Performance Tuning
Guidelines for analyzing large heap dumps and optimizing HeapLens's resource usage.
System Requirements
| Heap Dump Size | Recommended RAM | Recommended Storage |
|---|---|---|
| < 100 MB | 4 GB | SSD preferred |
| 100 MB - 500 MB | 8 GB | SSD preferred |
| 500 MB - 2 GB | 16 GB | SSD required |
| > 2 GB | 32 GB | SSD required |
The Rust analysis server uses approximately 2-3x the HPROF file size in peak memory during edge extraction and dominator computation. This is temporary — after analysis completes, memory usage drops to ~1-2x for the cached state.
Memory-Mapped I/O
HeapLens uses memory-mapped I/O to read HPROF files. The operating system loads pages on demand from the file into the page cache. This has implications:
- First analysis is slower — Pages are loaded from disk on first access
- Repeat analysis is faster — The OS page cache retains the file data
- SSD matters — Random page faults are fast on SSD, slow on HDD
- Available RAM matters — The OS may evict pages under memory pressure, causing re-reads
Optimizations in the Analysis Engine
HeapLens includes several performance optimizations:
Graph Building
- Single-pass record scanning — UTF8, LoadClass, and HeapDump records are scanned in one pass
- Pre-sized data structures — All major HashMaps use
with_capacity()based on heuristics from the file size - Memoized inheritance chains — Class field layouts resolved once and cached
Dominator Computation
- O(V+E) retained size computation — Stack-based DFS post-order traversal instead of iterative fixpoint
- Vec-indexed state —
retained_sizes,shallow_sizes, andnode_data_mapuseVec<T>indexed byNodeIndexfor cache-friendly sequential access
Parallel Processing (Phase 2)
- Rayon parallelization — Edge extraction in Phase 2 uses
rayonto process HeapDumpSegment records in parallel across all available CPU cores, dramatically reducing wall-clock time for large files
Memory Management
- Arc-wrapped AnalysisState — Cloning state references for concurrent access is a single atomic increment
- String interning — Class names use
Arc<str>shared across all instances of the same class - Explicit drops — Intermediate data structures (string table, class field info) are explicitly dropped after their last use
Tips for Large Files
Before Analysis
- Close unnecessary applications to free RAM
- Ensure sufficient disk space — Memory mapping may use swap if RAM is low
- Use SSD storage for the HPROF file
During Analysis
Monitor the hprof-server process:
# macOS
top -pid $(pgrep hprof-server)
# Linux
htop -p $(pgrep hprof-server)
Expected behavior:
- CPU usage: multiple cores active during Phase 2 edge extraction (rayon parallelism), single core during Phase 1 and dominator computation
- Memory usage: climbs to 2-3x file size, then stabilizes at 1-2x
If Analysis Fails
- SIGKILL (exit code 137) — Out of memory. Close other applications or analyze on a machine with more RAM.
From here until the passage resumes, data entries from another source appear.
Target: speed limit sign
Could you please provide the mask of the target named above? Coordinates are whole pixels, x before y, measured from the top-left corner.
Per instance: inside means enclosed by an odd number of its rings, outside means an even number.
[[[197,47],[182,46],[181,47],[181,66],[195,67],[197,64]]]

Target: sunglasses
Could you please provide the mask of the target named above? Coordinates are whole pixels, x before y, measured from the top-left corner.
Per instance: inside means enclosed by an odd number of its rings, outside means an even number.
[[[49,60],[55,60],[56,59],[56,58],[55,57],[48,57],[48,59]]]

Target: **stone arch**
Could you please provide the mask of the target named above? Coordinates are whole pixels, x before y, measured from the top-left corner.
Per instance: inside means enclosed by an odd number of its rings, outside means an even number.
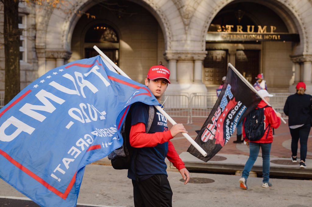
[[[129,1],[144,7],[157,20],[164,36],[166,50],[173,49],[176,46],[175,41],[183,40],[183,38],[181,37],[182,35],[185,34],[184,30],[177,29],[184,28],[183,21],[173,2],[162,3],[154,0]],[[76,12],[79,11],[84,12],[97,3],[90,0],[80,0],[71,5],[71,7],[68,9],[71,12],[67,14],[54,10],[50,15],[51,18],[50,19],[56,19],[58,21],[52,22],[50,20],[46,30],[45,34],[45,34],[46,37],[45,43],[47,49],[62,49],[70,51],[71,34],[80,18]],[[170,9],[168,9],[169,8]],[[62,22],[60,29],[59,22]],[[181,30],[183,32],[181,32]],[[49,38],[50,35],[53,35],[53,38]],[[59,43],[56,43],[52,40],[56,39],[60,39]]]

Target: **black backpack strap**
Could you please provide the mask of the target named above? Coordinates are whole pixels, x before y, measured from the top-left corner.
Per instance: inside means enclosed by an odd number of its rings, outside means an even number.
[[[147,121],[147,126],[145,126],[145,133],[148,133],[149,131],[149,130],[151,129],[151,126],[152,126],[152,124],[153,122],[153,120],[154,120],[154,117],[155,116],[155,108],[154,106],[149,105],[149,120]],[[137,175],[136,173],[136,155],[138,150],[136,148],[135,148],[134,150],[134,173],[135,174],[135,180],[137,182],[139,182],[139,178]]]
[[[154,120],[154,117],[155,116],[155,110],[154,106],[149,105],[149,121],[147,122],[147,126],[146,126],[145,133],[148,133],[151,129],[152,124]]]

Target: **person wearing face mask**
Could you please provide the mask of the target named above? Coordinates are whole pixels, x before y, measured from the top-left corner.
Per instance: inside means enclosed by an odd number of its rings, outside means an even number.
[[[300,168],[305,168],[308,138],[311,127],[312,96],[305,94],[305,84],[300,82],[296,92],[288,96],[284,106],[284,113],[288,116],[288,125],[291,135],[291,160],[296,162],[298,142],[300,142]]]

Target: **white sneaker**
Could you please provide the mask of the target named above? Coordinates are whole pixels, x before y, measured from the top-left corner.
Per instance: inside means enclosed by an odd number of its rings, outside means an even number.
[[[262,183],[262,187],[267,188],[269,187],[271,187],[272,184],[270,182],[264,182]]]
[[[244,177],[241,177],[239,181],[240,183],[240,187],[241,188],[247,190],[247,181]]]

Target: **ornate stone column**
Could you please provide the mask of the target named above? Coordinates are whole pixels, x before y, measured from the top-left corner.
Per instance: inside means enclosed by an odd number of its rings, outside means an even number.
[[[202,80],[202,60],[206,53],[206,51],[166,51],[164,55],[169,62],[171,80],[173,80],[167,91],[189,94],[207,92]]]
[[[170,71],[170,82],[177,83],[177,60],[178,56],[173,53],[167,51],[163,54],[165,59],[169,62],[168,69]]]
[[[207,51],[197,53],[194,55],[194,79],[195,83],[203,84],[202,70],[203,67],[202,61],[207,55]]]
[[[295,85],[302,81],[305,82],[308,91],[312,91],[312,54],[291,56],[294,63],[295,78],[293,85],[289,87],[289,91],[295,91]]]
[[[236,59],[236,50],[229,50],[229,61],[235,67],[235,60]]]
[[[301,70],[300,65],[300,58],[292,58],[291,60],[293,62],[293,71],[294,72],[294,77],[292,78],[292,81],[293,83],[296,84],[300,82],[301,78]]]
[[[36,51],[38,60],[38,77],[46,73],[46,51],[44,45],[36,45]]]

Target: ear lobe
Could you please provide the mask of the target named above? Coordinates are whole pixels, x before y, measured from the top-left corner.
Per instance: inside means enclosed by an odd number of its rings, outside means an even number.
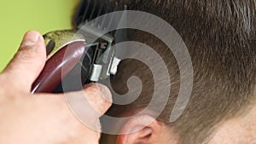
[[[163,126],[151,116],[137,116],[123,126],[117,144],[152,143],[163,132]]]

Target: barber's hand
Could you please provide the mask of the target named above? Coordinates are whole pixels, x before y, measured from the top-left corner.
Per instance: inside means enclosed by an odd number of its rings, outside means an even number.
[[[45,60],[43,37],[37,32],[28,32],[18,52],[0,74],[0,143],[98,143],[100,133],[76,118],[63,94],[30,93]],[[89,84],[82,91],[65,95],[74,97],[73,104],[76,101],[79,103],[79,95],[85,97],[90,106],[81,107],[93,107],[99,112],[89,112],[88,119],[95,123],[96,129],[100,129],[99,118],[112,101],[108,88]]]

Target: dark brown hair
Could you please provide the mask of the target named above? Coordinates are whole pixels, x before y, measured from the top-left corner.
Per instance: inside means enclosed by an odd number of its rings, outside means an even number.
[[[172,89],[168,103],[158,118],[180,136],[180,143],[202,143],[216,124],[247,113],[254,101],[256,80],[256,2],[254,0],[120,0],[130,9],[148,12],[169,22],[181,35],[191,55],[194,85],[189,106],[176,122],[169,122],[179,90],[177,61],[166,45],[154,36],[137,31],[132,40],[154,48],[166,63]],[[139,98],[125,106],[113,105],[116,116],[148,104],[154,92],[153,75],[142,62],[121,62],[113,78],[116,92],[127,91],[126,80],[138,76],[143,82]]]

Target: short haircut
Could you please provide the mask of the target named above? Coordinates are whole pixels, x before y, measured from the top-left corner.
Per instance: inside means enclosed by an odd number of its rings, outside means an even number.
[[[127,4],[129,9],[161,17],[176,29],[188,47],[194,69],[193,91],[183,115],[170,123],[180,86],[177,61],[166,46],[154,36],[141,31],[132,35],[132,40],[154,48],[168,66],[172,89],[168,103],[158,119],[177,133],[180,143],[203,143],[211,138],[218,124],[247,113],[251,103],[255,101],[254,0],[120,0],[120,3]],[[143,108],[150,101],[154,93],[153,75],[142,62],[123,60],[113,78],[113,89],[119,94],[125,93],[126,81],[134,75],[143,82],[140,96],[129,105],[113,105],[109,115]]]

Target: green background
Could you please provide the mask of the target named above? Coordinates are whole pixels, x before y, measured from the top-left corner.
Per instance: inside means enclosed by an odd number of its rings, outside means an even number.
[[[24,33],[72,27],[79,0],[0,1],[0,72],[17,51]]]

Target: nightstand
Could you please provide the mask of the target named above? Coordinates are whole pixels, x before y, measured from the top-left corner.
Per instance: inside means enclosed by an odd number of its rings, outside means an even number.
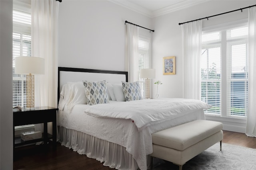
[[[33,110],[22,111],[13,110],[13,150],[15,147],[44,141],[44,145],[52,142],[53,147],[56,149],[56,114],[58,109],[48,106],[36,107]],[[52,122],[52,135],[47,133],[47,123]],[[20,137],[15,137],[14,127],[17,126],[37,123],[44,123],[44,132],[42,138],[28,141],[23,141]],[[50,139],[52,139],[52,141]]]

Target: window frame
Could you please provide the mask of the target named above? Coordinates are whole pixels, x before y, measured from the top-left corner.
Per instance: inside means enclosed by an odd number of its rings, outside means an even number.
[[[148,43],[148,49],[147,51],[146,51],[146,50],[140,49],[139,48],[139,41],[146,41]],[[138,81],[140,84],[140,91],[141,92],[141,95],[143,98],[145,98],[146,97],[146,80],[145,78],[140,78],[140,70],[142,68],[150,68],[150,59],[151,59],[151,39],[150,37],[146,36],[145,35],[139,35],[139,38],[138,39]],[[142,53],[142,54],[148,55],[147,61],[144,61],[144,65],[143,66],[140,66],[139,63],[139,61],[140,59],[139,55],[140,52],[142,51],[144,51]],[[144,60],[145,60],[145,59]],[[146,62],[145,62],[146,61]]]
[[[247,26],[247,20],[244,20],[235,23],[228,23],[226,24],[216,25],[214,27],[204,28],[203,29],[202,33],[207,33],[220,31],[221,34],[221,38],[218,41],[209,41],[207,43],[202,42],[202,49],[205,49],[206,48],[209,48],[210,47],[211,48],[213,48],[212,47],[214,44],[218,44],[218,43],[220,43],[221,44],[221,71],[222,72],[221,76],[221,84],[220,90],[220,95],[221,96],[220,99],[221,102],[220,105],[221,109],[219,115],[218,114],[206,113],[206,117],[210,118],[210,119],[217,119],[218,120],[218,118],[215,118],[220,117],[221,119],[220,120],[223,120],[224,119],[226,119],[228,121],[232,122],[233,122],[234,121],[236,121],[235,120],[237,120],[238,122],[240,122],[240,121],[244,121],[247,118],[247,116],[231,115],[227,113],[227,112],[228,107],[227,105],[228,95],[227,89],[228,88],[227,84],[228,80],[227,79],[228,76],[227,64],[228,63],[227,60],[228,57],[228,44],[231,43],[235,43],[235,42],[241,43],[242,42],[241,40],[246,39],[246,37],[247,38],[247,36],[245,36],[244,37],[227,39],[227,31],[232,29]],[[244,42],[245,41],[246,41],[244,40]],[[247,43],[248,43],[248,42]],[[239,44],[240,44],[240,43]],[[223,72],[223,71],[224,71],[224,72]],[[201,99],[201,95],[200,98]],[[223,106],[225,106],[223,107]],[[215,117],[215,118],[214,118],[214,117]],[[240,121],[239,120],[240,120]]]

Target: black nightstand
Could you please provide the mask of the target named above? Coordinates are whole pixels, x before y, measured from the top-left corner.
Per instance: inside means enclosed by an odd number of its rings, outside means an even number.
[[[53,147],[56,149],[56,113],[57,108],[50,107],[36,107],[33,110],[23,109],[20,111],[16,109],[13,110],[13,150],[15,147],[44,141],[44,145],[48,142],[52,143]],[[52,122],[52,135],[47,133],[47,123]],[[28,141],[23,141],[20,137],[15,137],[14,127],[25,125],[44,123],[44,132],[42,138]],[[50,140],[52,139],[52,141]]]

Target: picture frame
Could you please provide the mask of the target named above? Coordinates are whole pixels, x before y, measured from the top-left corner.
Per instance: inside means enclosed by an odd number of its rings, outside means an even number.
[[[163,58],[163,74],[175,74],[175,57],[167,57]]]

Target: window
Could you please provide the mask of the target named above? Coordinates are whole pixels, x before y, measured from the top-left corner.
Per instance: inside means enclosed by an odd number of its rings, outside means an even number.
[[[15,74],[15,57],[31,55],[30,5],[14,1],[12,62],[12,106],[26,106],[26,77]]]
[[[242,118],[247,113],[247,26],[202,34],[201,99],[206,113]]]
[[[140,86],[142,96],[143,98],[146,96],[146,81],[144,78],[140,77],[140,70],[142,68],[149,68],[149,52],[150,39],[144,37],[139,37],[138,49],[138,65],[139,82]]]

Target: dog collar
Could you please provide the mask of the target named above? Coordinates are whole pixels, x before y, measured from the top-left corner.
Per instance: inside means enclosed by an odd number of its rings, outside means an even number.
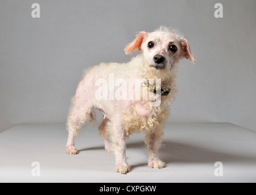
[[[163,88],[161,88],[161,90],[157,90],[155,86],[154,85],[150,84],[149,83],[149,80],[146,79],[144,79],[143,83],[149,88],[149,91],[151,93],[154,93],[154,94],[161,94],[161,96],[168,96],[168,94],[171,91],[171,88],[165,91]]]

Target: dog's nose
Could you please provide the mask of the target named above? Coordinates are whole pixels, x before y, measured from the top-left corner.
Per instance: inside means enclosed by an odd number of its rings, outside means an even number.
[[[155,62],[158,64],[163,63],[163,61],[165,61],[165,57],[160,55],[155,55],[154,57],[154,61],[155,61]]]

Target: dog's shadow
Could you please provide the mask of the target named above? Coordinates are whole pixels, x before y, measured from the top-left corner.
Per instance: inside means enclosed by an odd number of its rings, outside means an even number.
[[[141,149],[144,147],[143,141],[129,142],[127,144],[127,148]],[[79,152],[90,150],[105,150],[104,146],[97,146],[84,148],[79,150]],[[144,152],[146,154],[146,151]],[[132,158],[132,157],[129,157]],[[209,148],[205,146],[188,144],[181,142],[164,141],[163,146],[159,150],[160,158],[166,163],[214,163],[216,161],[230,163],[256,163],[256,154],[254,155],[244,154],[236,154],[231,152],[223,152],[219,147]],[[132,169],[139,167],[148,166],[148,163],[140,163],[137,165],[130,165]]]

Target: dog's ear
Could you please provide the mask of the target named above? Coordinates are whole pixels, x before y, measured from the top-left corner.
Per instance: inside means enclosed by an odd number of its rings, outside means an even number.
[[[132,43],[126,46],[126,48],[124,49],[126,54],[129,54],[132,53],[137,49],[141,51],[141,43],[143,41],[143,40],[145,39],[147,36],[148,34],[146,32],[141,32]]]
[[[182,57],[185,57],[187,59],[190,60],[191,62],[194,63],[196,60],[192,54],[191,49],[190,49],[188,41],[185,39],[183,39],[180,41],[180,44],[182,49]]]

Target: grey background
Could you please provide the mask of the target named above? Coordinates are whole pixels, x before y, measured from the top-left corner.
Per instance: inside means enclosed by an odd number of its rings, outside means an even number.
[[[41,18],[31,17],[34,2]],[[255,9],[254,0],[0,0],[0,132],[65,122],[82,70],[127,62],[125,45],[160,25],[182,32],[197,60],[181,62],[169,121],[256,130]]]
- Timeout in VS Code — The extension has a 30-second default timeout for RPC requests, but
analyze_heapuses an async notification pattern that is not subject to this timeout. If the webview shows an error, check the Output channel for the actual error. - Corrupt file errors — The HPROF file may be truncated. Re-capture the heap dump.
Benchmarks
Approximate analysis times on a MacBook Pro (M1, 16 GB RAM) with rayon parallelization:
| File | Size | Objects | Edges | Phase 1 (Nodes) | Phase 2 (Edges + Dominators) | Total |
|---|---|---|---|---|---|---|
| Small service | 26 MB | 400K | 1.2M | < 0.2s | ~0.3s | ~0.5s |
| Medium app | 212 MB | 3.1M | 12M | ~0.3s | ~0.8s | ~1.1s |
| Large app | 1.5 GB | ~12M | ~50M | ~0.4s | ~0.5s | ~0.9s |
| Large monolith | 2 GB | ~16M | ~65M | ~0.5s | ~0.7s | ~1.2s |
| Very large | 14 GB | ~100M | ~400M | ~2s | ~8.5s | ~10.5s |
These timings include all phases: file mapping, node extraction (Phase 1), parallel edge extraction, CSR construction, dominator computation, leak detection, histogram, and waste analysis.